Ah, I see. I misunderstood this yesterday. I read the line as
...[firstCrossing - boundsMinY] |= 1 instead of ...[lastCrossing-boundsMinY] |= 
1.
My bad.

Regards,
Denis.

----- "Jim Graham" <james.gra...@oracle.com> wrote:

> Hi Denis,
> 
> Also, I keep a count so I can amortize the "widenArray" call.  Before
> I 
> was calling "widen(..., 1)" inside the loop that drew new edges in
> from 
> the bucket.  I could also have added an additional loop to count the
> new 
> edges, but that would have been expensive as well...
> 
>                       ...jim
> 
> On 11/8/2010 3:23 PM, Denis Lila wrote:
> > Hi Jim.
> >
> > I like the new Renderer, but I have a question about
> edgeBucketCount.
> >
> > As far as I can see it is only used so that we can tell whether
> > any given bucket contains only edges that go all the way to the
> last
> > (or beyond) scanline. Is this really common enough that we gain by
> > treating it as a special case?
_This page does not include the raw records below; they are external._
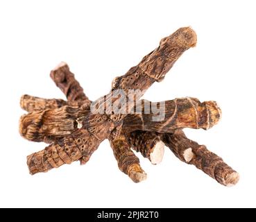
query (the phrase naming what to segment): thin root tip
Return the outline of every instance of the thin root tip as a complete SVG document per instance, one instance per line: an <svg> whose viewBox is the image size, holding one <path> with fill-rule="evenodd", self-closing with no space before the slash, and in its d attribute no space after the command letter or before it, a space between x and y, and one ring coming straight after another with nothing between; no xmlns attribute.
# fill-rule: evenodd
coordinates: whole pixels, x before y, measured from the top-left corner
<svg viewBox="0 0 256 222"><path fill-rule="evenodd" d="M233 172L227 176L225 184L228 187L233 187L238 182L239 178L240 178L239 173L237 172Z"/></svg>

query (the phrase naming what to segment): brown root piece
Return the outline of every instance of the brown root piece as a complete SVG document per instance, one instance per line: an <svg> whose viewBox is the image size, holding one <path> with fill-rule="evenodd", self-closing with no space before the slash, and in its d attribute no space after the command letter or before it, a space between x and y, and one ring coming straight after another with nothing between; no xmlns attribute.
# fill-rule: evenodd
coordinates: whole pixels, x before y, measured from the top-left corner
<svg viewBox="0 0 256 222"><path fill-rule="evenodd" d="M182 130L164 134L162 140L181 161L196 166L220 184L230 187L237 184L239 175L223 160L209 151L205 146L187 138Z"/></svg>
<svg viewBox="0 0 256 222"><path fill-rule="evenodd" d="M78 128L77 119L83 114L78 107L33 112L19 120L19 133L33 142L51 142L71 134Z"/></svg>
<svg viewBox="0 0 256 222"><path fill-rule="evenodd" d="M69 70L67 63L60 62L51 72L51 78L56 85L63 92L69 101L88 101L87 96L79 83L75 79L74 75Z"/></svg>
<svg viewBox="0 0 256 222"><path fill-rule="evenodd" d="M130 146L137 152L140 152L152 164L157 164L162 162L164 144L157 133L137 130L128 133L126 138Z"/></svg>
<svg viewBox="0 0 256 222"><path fill-rule="evenodd" d="M117 100L117 98L114 98L114 89L123 89L126 92L126 96L128 97L128 90L129 89L139 89L143 91L147 89L155 81L162 80L182 53L196 44L196 33L190 28L181 28L173 34L164 38L164 41L161 41L160 46L144 57L138 65L131 68L126 75L115 79L112 91L96 101L94 102L96 108L98 108L98 109L104 108L104 110L106 111L105 108L108 106L108 104L110 102L111 104L113 104ZM61 74L58 74L60 69L63 69L64 70L62 70ZM65 75L63 73L65 73ZM52 71L51 76L54 81L57 83L57 85L62 89L69 100L87 101L87 98L83 93L83 89L77 92L81 87L78 86L79 83L75 80L74 74L70 72L66 64L60 65ZM139 96L142 96L142 94L139 95ZM110 98L110 99L104 101L102 100L102 98ZM137 99L139 99L139 97ZM122 105L121 108L126 108L128 111L133 107L128 107L126 104L125 107ZM96 112L97 109L94 111ZM69 141L76 139L78 135L82 134L82 139L86 141L91 139L90 147L93 148L88 148L89 152L87 151L85 155L80 157L80 158L82 157L85 158L85 160L87 161L101 142L109 137L112 131L117 127L121 126L125 116L125 114L96 114L89 112L86 115L83 122L80 123L81 128L79 127L79 129L75 130L70 135L56 140L51 146L60 146L63 148L71 148L74 144ZM121 130L121 128L119 129ZM118 130L114 135L116 137L113 137L113 139L118 137ZM66 141L69 142L65 143L64 142ZM42 155L42 153L37 153L34 154L36 156L37 155ZM72 161L78 160L78 159L74 158L72 159ZM38 171L45 171L43 168L42 168L42 170L40 167L39 169L40 170ZM48 169L49 169L47 168ZM134 170L131 171L132 173L130 173L133 174L133 171ZM128 173L128 174L130 173Z"/></svg>
<svg viewBox="0 0 256 222"><path fill-rule="evenodd" d="M122 89L129 101L128 90L140 89L142 93L136 95L137 103L144 91L154 82L162 80L182 53L196 43L196 35L188 27L162 39L160 46L137 66L113 80L110 93L93 102L94 112L89 109L92 102L67 65L60 63L51 72L51 77L67 101L28 95L21 99L22 108L31 112L21 118L21 134L32 141L52 143L28 157L31 173L45 172L77 160L85 164L101 142L108 138L120 170L138 182L145 180L146 174L130 148L157 164L164 154L162 140L181 160L194 164L224 185L234 185L238 173L205 146L185 137L181 130L185 127L208 129L215 125L221 117L215 102L200 103L194 98L165 101L164 117L156 121L154 118L161 113L151 110L149 113L142 110L141 114L126 114L109 112L108 107L110 103L112 108L118 101L115 90ZM149 103L151 108L160 105L160 103L142 102ZM137 108L135 103L121 104L121 109L129 112Z"/></svg>
<svg viewBox="0 0 256 222"><path fill-rule="evenodd" d="M25 100L24 97L22 99L23 101ZM40 102L39 105L35 103L37 101ZM33 100L33 102L30 102L30 107L43 108L43 104L46 104L48 101L53 101L53 100L46 99L44 103L43 99L38 99ZM146 103L144 100L142 101L142 103ZM66 103L69 103L71 101L66 102ZM76 102L73 102L74 105L76 104L75 103ZM147 103L151 107L157 105L157 103L149 101ZM221 117L221 110L214 101L200 103L196 99L187 97L162 103L165 108L163 110L164 113L162 114L164 116L164 119L161 121L154 121L155 114L152 112L148 114L144 108L141 114L126 115L123 123L123 128L125 129L126 134L135 130L171 133L176 129L183 128L208 129L218 123ZM51 104L53 106L56 103ZM144 105L143 105L142 107L144 108ZM21 118L20 133L24 137L35 142L44 141L46 137L59 138L71 134L83 126L83 120L89 113L89 110L83 108L83 105L80 108L64 106L60 108L29 113ZM148 138L148 135L150 135L150 133L146 133L145 139L150 139ZM146 142L145 139L143 142ZM161 146L157 146L157 148L161 148ZM155 155L157 153L155 153Z"/></svg>
<svg viewBox="0 0 256 222"><path fill-rule="evenodd" d="M141 101L142 113L129 114L123 119L126 132L141 130L169 133L183 128L207 130L216 124L221 116L221 111L214 101L200 103L197 99L190 97L163 101L161 103L164 105L164 110L162 114L154 114L152 110L148 113L144 109L145 103L151 108L159 107L160 103ZM162 115L163 119L154 121L154 117L158 115Z"/></svg>
<svg viewBox="0 0 256 222"><path fill-rule="evenodd" d="M117 139L110 139L110 142L119 169L135 182L146 180L146 173L140 166L139 158L130 150L126 137L121 135Z"/></svg>

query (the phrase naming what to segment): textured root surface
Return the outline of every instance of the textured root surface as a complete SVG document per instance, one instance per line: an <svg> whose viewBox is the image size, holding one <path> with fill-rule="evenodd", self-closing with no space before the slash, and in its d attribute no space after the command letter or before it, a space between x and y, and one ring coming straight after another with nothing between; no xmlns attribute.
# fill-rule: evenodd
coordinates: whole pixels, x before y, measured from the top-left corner
<svg viewBox="0 0 256 222"><path fill-rule="evenodd" d="M196 166L220 184L230 187L238 182L239 177L235 171L205 146L187 138L182 130L165 134L162 139L180 160Z"/></svg>

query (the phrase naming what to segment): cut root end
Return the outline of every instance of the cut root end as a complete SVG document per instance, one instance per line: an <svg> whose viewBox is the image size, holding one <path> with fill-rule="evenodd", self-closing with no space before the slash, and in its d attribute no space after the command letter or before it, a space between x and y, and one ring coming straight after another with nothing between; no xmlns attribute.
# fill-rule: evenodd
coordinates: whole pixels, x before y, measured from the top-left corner
<svg viewBox="0 0 256 222"><path fill-rule="evenodd" d="M239 181L239 174L237 172L228 174L224 180L224 185L228 187L233 187Z"/></svg>
<svg viewBox="0 0 256 222"><path fill-rule="evenodd" d="M164 144L160 141L152 149L152 153L150 154L150 160L153 164L158 164L162 160L164 153Z"/></svg>
<svg viewBox="0 0 256 222"><path fill-rule="evenodd" d="M139 164L130 166L128 176L134 182L139 182L146 179L146 173Z"/></svg>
Would it not be better to assume
> that
> > every bucket needs pruning and save some memory (and possibly
> resulting
> > in better cache performance)?
> >
> > Thanks,
> > Denis.
> >
> > ----- "Jim Graham"<james.gra...@oracle.com>  wrote:
> >
> >> It's still a work in progress, but I've cleaned up a lot of logic
> and
> >>
> >> made it faster in a number of ways.  Note that I've abstracted out
> the
> >>
> >> cache stuff and created an "AlphaConsumer" interface which may
> evolve
> >>
> >> over time.
> >>
> >> In FX we actually consume alphas in larger chunks than the code in
> JDK
> >>
> >> which was driven by Ductus's 32x32 mandate, so I would have had to
> >> make
> >> completely incompatible changes to emitRow - so I moved it behind
> an
> >> interface.  For the JDK code, if you want to integrate this
> version, I
> >>
> >> would have the cache implement the new interface and move your
> version
> >>
> >> of emitRow into the Cache object.  I'd send you the new code for
> my
> >> AlphaConsumer, but it is incompatible with what you need to cache
> so
> >> it
> >> won't help you.
> >>
> >> You'll also need a bit of un-translation cleanup as we have mirrors
> of
> >>
> >> all of java.awt.geom with special new APIs that FX needs.
> >>
> >>                    ...jim
> >>
> >> On 11/8/2010 6:40 AM, Denis Lila wrote:
> >>> Hi Jim.
> >>>
> >>>> Also, I've gotten another 20% improvement out of the design with
> a
> >> few
> >>>> more tweaks.  (Though I measured the 20% in the stripped down
> >> version
> >>>> that I'm prototyping with FX so I'm not sure how much of that
> 20%
> >>>> would show up through the layers of the 2D code.  Overall, I've
> >> about
> >>>> doubled the frame rates of the prototype since your first drop
> that
> >> you
> >>>> checked in to the OpenJDK repository.)
> >>>
> >>> Can I see your new version?
> >>
> >> Attached.
> >>
> >>>> How about looking more at the stroking end of the process and
> I'll
> >> dig
> >>>> a little more into optimal rasterization code.  I have a lot of
> >>>> experience with optimizing rasterizer code (and JNI if it comes
> to
> >> that), but
> >>>> very little with the curve manipulations involved in stroking
> (math
> >> is so
> >>>> *hard* at my age ;-)...
> >>>
> >>> Sounds good. Have you implemented your idea of processing one
> pixel
> >> row at a
> >>> time, as opposed to processing subpixel rows? If not, I could do
> >> that.
> >>
> >> Not yet.  Right now I've gotten a lot of mileage out of a few
> tweaks
> >> of
> >> the bookkeeping of the sample-row-at-a-time version.  I'm still
> >> mulling
> >> over exactly how to make that go faster.